A screenshot from Morpheus.
A screenshot from Morpheus.
Morpheus, whose name bears no relation to the well known leader in the human fight against dystopian robot overlords from The Matrix, but instead is named after the Greek god of dreams and sleep, is a platform that brings distributed computing to mobile devices.  Mobile devices, such as Apple and Android smartphones and tablets, are exponentially increasing in processing power.  If we consider the fact that in my pocket lies an HTC One which contains a 1.7 GHz quad-core Snapdragon processor, (which truly is mind-blowing, because the last time I shopped for computer components, a few years ago, Intel was just rolling out their first Quad Core processors and the world was going nuts over it) and we also consider that 80% of the time, my phone is resting idly in my pocket or missing underneath my bed, we realize that the true potential of its is being wasted 90% of the time.  The other 10% is wasted because I use my phone to check my Facebook news feed and text my buddies.  Now, imagine if your phone could instead be used to work in a cluster of other computing devices to tackle large computational problems, like those being solved by [email protected], a project that takes advantage of the powerful Playstation 3's gamers have sitting in their homes to simulate protein folding, design medical drugs, and understand molecular dynamics to save human lives.  The true power of Morpheus is realized when you consider that smartphones and tablets are growing in their ubiquity.  Think about the impact that billions of super-quick devices could have if they were used for a purpose greater than taking selfies and tweeting about what you're about to buy from the supermarket.

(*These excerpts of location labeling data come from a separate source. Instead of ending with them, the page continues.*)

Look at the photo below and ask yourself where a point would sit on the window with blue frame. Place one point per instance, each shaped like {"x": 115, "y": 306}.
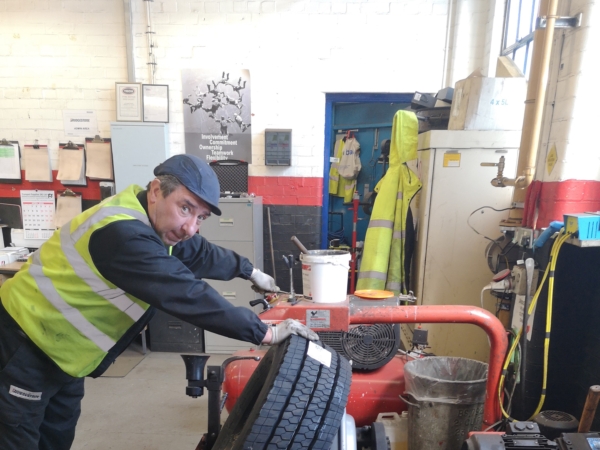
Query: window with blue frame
{"x": 519, "y": 26}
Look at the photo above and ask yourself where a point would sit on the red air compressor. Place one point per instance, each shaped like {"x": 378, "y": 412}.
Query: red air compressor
{"x": 366, "y": 332}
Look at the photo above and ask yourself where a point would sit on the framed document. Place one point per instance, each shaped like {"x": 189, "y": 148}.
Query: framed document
{"x": 155, "y": 102}
{"x": 129, "y": 101}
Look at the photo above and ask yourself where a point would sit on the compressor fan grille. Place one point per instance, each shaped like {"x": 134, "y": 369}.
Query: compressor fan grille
{"x": 368, "y": 346}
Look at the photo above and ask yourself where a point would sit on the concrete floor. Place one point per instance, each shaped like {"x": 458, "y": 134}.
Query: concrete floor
{"x": 145, "y": 410}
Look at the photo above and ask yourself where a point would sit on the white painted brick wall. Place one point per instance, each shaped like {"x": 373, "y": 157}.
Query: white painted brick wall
{"x": 58, "y": 54}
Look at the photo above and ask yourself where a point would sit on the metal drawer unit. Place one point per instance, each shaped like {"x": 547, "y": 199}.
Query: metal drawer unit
{"x": 239, "y": 228}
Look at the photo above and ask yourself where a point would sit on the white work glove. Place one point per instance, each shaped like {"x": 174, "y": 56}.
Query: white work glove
{"x": 283, "y": 330}
{"x": 263, "y": 282}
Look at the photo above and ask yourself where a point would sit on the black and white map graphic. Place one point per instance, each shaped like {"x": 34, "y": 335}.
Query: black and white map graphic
{"x": 216, "y": 114}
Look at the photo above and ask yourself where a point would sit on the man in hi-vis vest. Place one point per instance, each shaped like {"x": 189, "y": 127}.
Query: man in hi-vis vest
{"x": 81, "y": 299}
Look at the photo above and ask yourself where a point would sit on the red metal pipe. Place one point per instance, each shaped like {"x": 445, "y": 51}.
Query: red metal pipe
{"x": 355, "y": 201}
{"x": 451, "y": 314}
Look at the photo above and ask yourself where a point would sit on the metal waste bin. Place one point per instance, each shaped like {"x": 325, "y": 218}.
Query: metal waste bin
{"x": 446, "y": 398}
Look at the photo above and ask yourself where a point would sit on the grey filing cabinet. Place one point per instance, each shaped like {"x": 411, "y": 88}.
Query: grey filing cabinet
{"x": 137, "y": 147}
{"x": 239, "y": 228}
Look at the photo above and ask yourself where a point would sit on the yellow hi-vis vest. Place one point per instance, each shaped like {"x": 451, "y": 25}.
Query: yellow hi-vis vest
{"x": 383, "y": 258}
{"x": 66, "y": 307}
{"x": 338, "y": 185}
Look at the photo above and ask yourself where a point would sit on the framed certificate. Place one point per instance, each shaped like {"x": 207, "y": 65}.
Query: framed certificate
{"x": 129, "y": 101}
{"x": 155, "y": 102}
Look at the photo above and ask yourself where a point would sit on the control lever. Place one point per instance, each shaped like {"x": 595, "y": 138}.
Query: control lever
{"x": 410, "y": 297}
{"x": 261, "y": 301}
{"x": 289, "y": 261}
{"x": 215, "y": 375}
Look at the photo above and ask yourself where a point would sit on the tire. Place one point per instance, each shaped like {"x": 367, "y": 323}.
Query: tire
{"x": 291, "y": 401}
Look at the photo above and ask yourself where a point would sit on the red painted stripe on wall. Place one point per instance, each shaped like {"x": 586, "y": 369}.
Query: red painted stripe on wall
{"x": 557, "y": 198}
{"x": 305, "y": 191}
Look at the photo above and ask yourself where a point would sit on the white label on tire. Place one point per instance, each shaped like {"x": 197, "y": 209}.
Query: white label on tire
{"x": 319, "y": 354}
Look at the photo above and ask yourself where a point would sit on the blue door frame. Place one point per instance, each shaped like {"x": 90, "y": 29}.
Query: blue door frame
{"x": 330, "y": 101}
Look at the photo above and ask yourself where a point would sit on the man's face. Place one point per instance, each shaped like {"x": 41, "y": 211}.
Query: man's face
{"x": 176, "y": 217}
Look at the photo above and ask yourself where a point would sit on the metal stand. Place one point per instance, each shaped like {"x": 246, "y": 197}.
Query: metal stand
{"x": 194, "y": 373}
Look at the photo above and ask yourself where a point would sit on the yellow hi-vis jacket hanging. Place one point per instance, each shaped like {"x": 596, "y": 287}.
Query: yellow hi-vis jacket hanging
{"x": 340, "y": 186}
{"x": 383, "y": 258}
{"x": 63, "y": 303}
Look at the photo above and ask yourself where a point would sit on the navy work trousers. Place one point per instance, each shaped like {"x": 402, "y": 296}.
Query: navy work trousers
{"x": 39, "y": 403}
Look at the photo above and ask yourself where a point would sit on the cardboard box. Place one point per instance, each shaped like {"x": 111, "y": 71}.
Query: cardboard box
{"x": 485, "y": 103}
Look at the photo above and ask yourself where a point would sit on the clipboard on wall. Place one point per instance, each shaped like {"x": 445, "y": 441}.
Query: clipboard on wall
{"x": 10, "y": 162}
{"x": 99, "y": 159}
{"x": 36, "y": 160}
{"x": 71, "y": 164}
{"x": 68, "y": 206}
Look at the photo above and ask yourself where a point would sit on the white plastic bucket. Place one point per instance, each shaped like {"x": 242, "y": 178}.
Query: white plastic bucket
{"x": 325, "y": 275}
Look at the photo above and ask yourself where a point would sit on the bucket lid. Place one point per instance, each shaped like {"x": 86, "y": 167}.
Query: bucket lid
{"x": 373, "y": 294}
{"x": 324, "y": 256}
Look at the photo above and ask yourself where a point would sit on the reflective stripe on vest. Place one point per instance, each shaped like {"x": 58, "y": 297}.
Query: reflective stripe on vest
{"x": 71, "y": 314}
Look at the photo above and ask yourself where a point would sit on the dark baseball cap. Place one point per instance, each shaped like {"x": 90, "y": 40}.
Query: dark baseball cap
{"x": 195, "y": 175}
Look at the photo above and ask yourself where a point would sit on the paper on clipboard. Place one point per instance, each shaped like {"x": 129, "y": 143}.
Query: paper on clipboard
{"x": 99, "y": 160}
{"x": 71, "y": 165}
{"x": 37, "y": 163}
{"x": 67, "y": 207}
{"x": 10, "y": 164}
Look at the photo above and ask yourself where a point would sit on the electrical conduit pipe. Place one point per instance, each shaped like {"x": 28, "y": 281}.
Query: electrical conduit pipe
{"x": 534, "y": 108}
{"x": 451, "y": 314}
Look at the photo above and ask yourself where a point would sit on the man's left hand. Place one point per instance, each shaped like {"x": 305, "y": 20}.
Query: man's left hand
{"x": 263, "y": 281}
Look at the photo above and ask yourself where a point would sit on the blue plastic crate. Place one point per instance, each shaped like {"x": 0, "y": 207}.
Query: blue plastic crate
{"x": 587, "y": 225}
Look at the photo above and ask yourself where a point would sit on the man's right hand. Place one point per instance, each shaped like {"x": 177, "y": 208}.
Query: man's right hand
{"x": 283, "y": 330}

"But do you really think people will drain their battery just because of the philanthropic goodness of their hearts?"  you may be inclined to ask.  Morpheus answers this in two ways: a) participants only leave their phone to compute when charging at night, and b) researchers will pay participants, using Dwolla, for the work their phone does.  This brings an interesting twist to the Folding @ Home model, which relies on gamers to rack up their energy bill and subject their PS3 to computational slavery for nothing except the knowledge that they're doing good in this world.  With Morpheus, researchers and even commercial enterprises can leverage the immense power hidden away in everyone's pockets to solve their problems.  Imagine IBM renting your phone for the night so it can compute the Answer to Life, The Universe, and Everything in just a fraction of the 7.5 million years it took Deep Thought to do so.
The Morpheus team!
The Morpheus team! 
So, in essence, you get paid while you sleep just for running a simple app on your phone during the night. This simple idea is mind-bogglingly cool and has a ton of potential to do good for the world. I'm hopeful that the Morpheus team, uTexas students Eduardo Saenz, Bulat Bazarbayev, Comyar Zaheri Brandon Lee, and Sudheesh Katkam, will take this beyond HackTX and launch this in the wild, real world. Very well done, gentlemen.